My brother does as he’s told, and my mom takes his hands in hers. “Before I say anything, tell me this isn’t just something you did to help Kit out.”
Kale silently shakes his head.
“And the reason you’ve been checking your phone for days . . . ”
“Leti,” Kale answers, and I hold my breath as I wait to see what everyone does.
A soft smile curls my mom’s lips. “But before Leti, you were still . . . ”
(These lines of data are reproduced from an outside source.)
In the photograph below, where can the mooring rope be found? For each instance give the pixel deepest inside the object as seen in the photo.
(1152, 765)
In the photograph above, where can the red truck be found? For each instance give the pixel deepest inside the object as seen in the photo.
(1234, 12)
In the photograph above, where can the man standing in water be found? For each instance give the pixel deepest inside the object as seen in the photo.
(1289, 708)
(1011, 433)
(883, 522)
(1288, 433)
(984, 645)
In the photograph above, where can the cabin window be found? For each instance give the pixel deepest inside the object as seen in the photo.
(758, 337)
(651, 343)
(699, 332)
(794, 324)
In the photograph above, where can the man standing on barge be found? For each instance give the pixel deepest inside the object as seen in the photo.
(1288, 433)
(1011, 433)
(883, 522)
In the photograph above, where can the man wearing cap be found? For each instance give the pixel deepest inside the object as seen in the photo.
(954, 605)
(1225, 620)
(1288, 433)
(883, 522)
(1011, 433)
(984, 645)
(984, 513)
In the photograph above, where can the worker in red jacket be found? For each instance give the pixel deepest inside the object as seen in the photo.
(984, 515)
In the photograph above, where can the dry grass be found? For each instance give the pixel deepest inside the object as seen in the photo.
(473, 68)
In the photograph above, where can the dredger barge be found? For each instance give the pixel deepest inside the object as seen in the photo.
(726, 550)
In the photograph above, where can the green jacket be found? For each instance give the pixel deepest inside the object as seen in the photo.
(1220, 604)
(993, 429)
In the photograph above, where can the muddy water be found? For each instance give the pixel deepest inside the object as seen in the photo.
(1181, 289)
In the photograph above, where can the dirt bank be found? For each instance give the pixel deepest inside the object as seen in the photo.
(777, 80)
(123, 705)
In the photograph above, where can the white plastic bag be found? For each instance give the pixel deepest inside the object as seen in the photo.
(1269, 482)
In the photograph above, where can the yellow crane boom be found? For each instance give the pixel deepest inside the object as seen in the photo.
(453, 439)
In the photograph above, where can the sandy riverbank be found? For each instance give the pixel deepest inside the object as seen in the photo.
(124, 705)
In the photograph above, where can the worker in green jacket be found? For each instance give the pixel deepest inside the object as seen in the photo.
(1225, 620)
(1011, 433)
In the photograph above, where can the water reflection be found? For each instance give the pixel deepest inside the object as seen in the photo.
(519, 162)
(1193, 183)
“Still gay,” Kale confirms, and my mom’s eyes drift to mine.
“And you knew?”
I swallow thickly. “Since sixth grade.”
She lets that sink in, but it’s Mason who barks out a response, his black eyes pinned on my twin. “Since sixth grade? You’ve been keeping this from us for . . . for . . . How many fucking years is that?”
“Ten,” Ryan answers, disappointment quieting his voice. “Ten years. Kale . . . why? Why would you . . . ” He chokes up and rubs his eyes, and Kale wipes the heel of his palm under his own thick lashes. “I don’t understand,” Ryan finishes.
My dad reaches over and pats Ryan’s knee, and Kale stares down at his feet. “I’m sorry.”
“What the hell are you apologizing for?” Mason snaps, and Kale just shakes his head at his socks.
In a quiet, broken voice, he says, “I don’t know.”
“It better be for waiting so long to tell us, and not for anything else,” Mason warns, and a tiny gasp leaves my mouth. He is furious—furious with Kale for not telling us and for hiding who he is. For nothing else.
Kale looks up again, his eyes trained on our brother until the tears start to slip down his cheeks. When I lift my fingers to my own, I realize they’re just as wet.
Mason curses and stands up, yanking Kale off the couch and breaking his back in a hug. “I fucking love you, Kale. Stop being a baby.”
Kale laughs through quiet tears, and my dad is the next to stand. He pulls Kale in for another bone-crushing hug, and one by one, my family accepts him. They forget about me until a sob bubbles out of my chest and all eyes turn my way.
“Oh, for Christ’s sake, Kit,” Mason says. “Get over here.”
It’s corny. It’s the corniest family hug in the history of family hugs everywhere. But it heals some broken part inside Kale, or at least I hope it does. Ten years of fearing this moment, and the only thing anyone is upset about is the fact that he spent ten years fearing this moment.
“So . . . Leti, huh?” my dad asks, and Kale blushes as red as Bryce’s sneakers.
“I knew there was something going on with you two,” Bryce chimes in, but Mason laughs and elbows him in the arm.
I’m smiling when my mom’s hand lands on my shoulder. “Don’t think we’ve forgotten about you,” she warns.
My heart sinks, and the quietness between us spreads throughout the room. Kale’s moment is up, and now it’s mine. And mine isn’t going to be nearly as Hallmark, because I’m pretty sure my family’s introduction to it involved me shouting the word fuck—a lot.
“Can we talk about it tomorrow?” I ask, taking a step backward, toward the doorway of the room.
“Sit down,” my dad orders, and I do as I’m told. “Now, the rest of you, out.”
My brothers begin to protest, but when his gaze is just as hard and stony as theirs, they groan and follow his orders. Even Kale has to leave, closing the door behind him and leaving only my mom and my dad sitting on the couch cushion next to me.
I swallow thickly.
“I’m not going to yell at you about what happened at dinner,” my dad says, and my brain takes a minute to process and then reprocess his words.
He shakes his head. My mom is holding his hands on her lap, in silent support of everything he’s saying. “Nope. I’m going to keep you in here for five minutes so your brothers think we handled it, and then I’m going to let you go.”
My mom stares at him over her shoulder, a soft smile touching her face. Then she turns back toward me and says, “Do you want to talk to us about anything though? Or just me . . . I can kick your dad out.”
I can’t help laughing a little despite the vise-grip squeezing my heart. “I don’t think so.”
“You sure, honey?”
I take a deep breath and nod. “I’m sure.”
“Okay. Well, then I’m just going to tell you this one thing, and then you can go.” I wait, and she pats my knee. “That Shawn boy is a fucking tool if he doesn’t see how special you are.”
I gape at my mom and the curse word she just blatantly said, and she nods to emphasize her point, absolutely serious.
“A motherfucking tool.”
And oh God, I can’t help it—I start laughing. Hard. And both she and my dad smile at the sound.
“Any boy who wants to keep you a secret isn’t one worth getting angry over,” she adds. “Kick his ass to the curb. But I will tell you this . . . ” She squeezes my knee before letting go. “I saw the way he looked at you tonight, and when you stormed away from the table, he didn’t seem to want to keep you a secret then. He was out of his chair even before your brothers, and do you know what he did? He chased after you. He didn’t hesitate.”
I chew on the inside of my cheek, the lightness gone from my broken heart. It’s heavy again—jagged, confused, bleeding.